2019-20 coronavirus outbreakSpeedupString collectionsBig BWTSettore INF/01 - InformaticaSevere acute respiratory syndrome coronavirus 2 (SARS-CoV-2)String (computer science)Suffix arrayOrder (ring theory)omega-orderQuantitative Biology::GenomicsBurrows-Wheeler-TransformBurrows-Wheeler-Transform String collections SAIS Big BWT prefix-free parsing extended BWTlaw.inventionCombinatoricsprefix-free parsingSimple (abstract algebra)lawSAISSAIS algorithmIndependence (probability theory)extended BWTMathematics
researchProduct

On the construction of classes of suffix trees for square matrices: Algorithms and applications

1995

Given an n × n TEXT matrix with entries defined over an ordered alphabet σ, we introduce 4n−1 classes of index data structures for TEXT. Those indices are informally the two-dimensional analog of the suffix tree of a string [15], allowing on-line searches and statistics to be performed on TEXT. We provide one simple algorithm that efficiently builds any chosen index in those classes in O(n2 log n) worst case time using O(n2) space. The algorithm can be modified to require optimal O(n2) expected time for bounded σ.

CombinatoricsCompressed suffix arraylawSuffix treeString (computer science)Generalized suffix treeSuffix arraySuffixAlgorithmFM-indexlaw.inventionMathematicsLongest common substring problem
researchProduct

On-line construction of two-dimensional suffix trees

1997

We present a new technique, which we refer to as implicit updates, based on which we obtain: (a) an algorithm for the on-line construction of the Lsuffix tree of an n x n matrix A — this data structure, described in [13], is the two-dimensional analog of the suffix tree of a string; (b) simple algorithms implementing primitive operations for LZ1-type on-dine lossless image compression methods. Those methods, recently introduced by Storer [35], are generalizations of LZl-type compression methods for strings (see also [24, 31]). For the problem in (a), we get nearly an order of magnitude improvement over algorithms that can be derived from known techniques [13]. For the problem in (b), we do …

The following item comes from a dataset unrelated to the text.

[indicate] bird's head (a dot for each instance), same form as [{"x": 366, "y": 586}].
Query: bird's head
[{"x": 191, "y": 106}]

CombinatoricsSuccinct data structureCompressed suffix arrayTree (data structure)Computer sciencelawSuffix treeString (computer science)Generalized suffix treeSuffixData compressionlaw.invention
researchProduct

Linear-size suffix tries

2016

Suffix trees are highly regarded data structures for text indexing and string algorithms [MCreight 76, Weiner 73]. For any given string w of length n = | w | , a suffix tree for w takes O ( n ) nodes and links. It is often presented as a compacted version of a suffix trie for w, where the latter is the trie (or digital search tree) built on the suffixes of w. Here the compaction process replaces each maximal chain of unary nodes with a single arc. For this, the suffix tree requires that the labels of its arcs are substrings encoded as pointers to w (or equivalent information). On the contrary, the arcs of the suffix trie are labeled by single symbols but there can be Θ ( n 2 ) nodes and lin…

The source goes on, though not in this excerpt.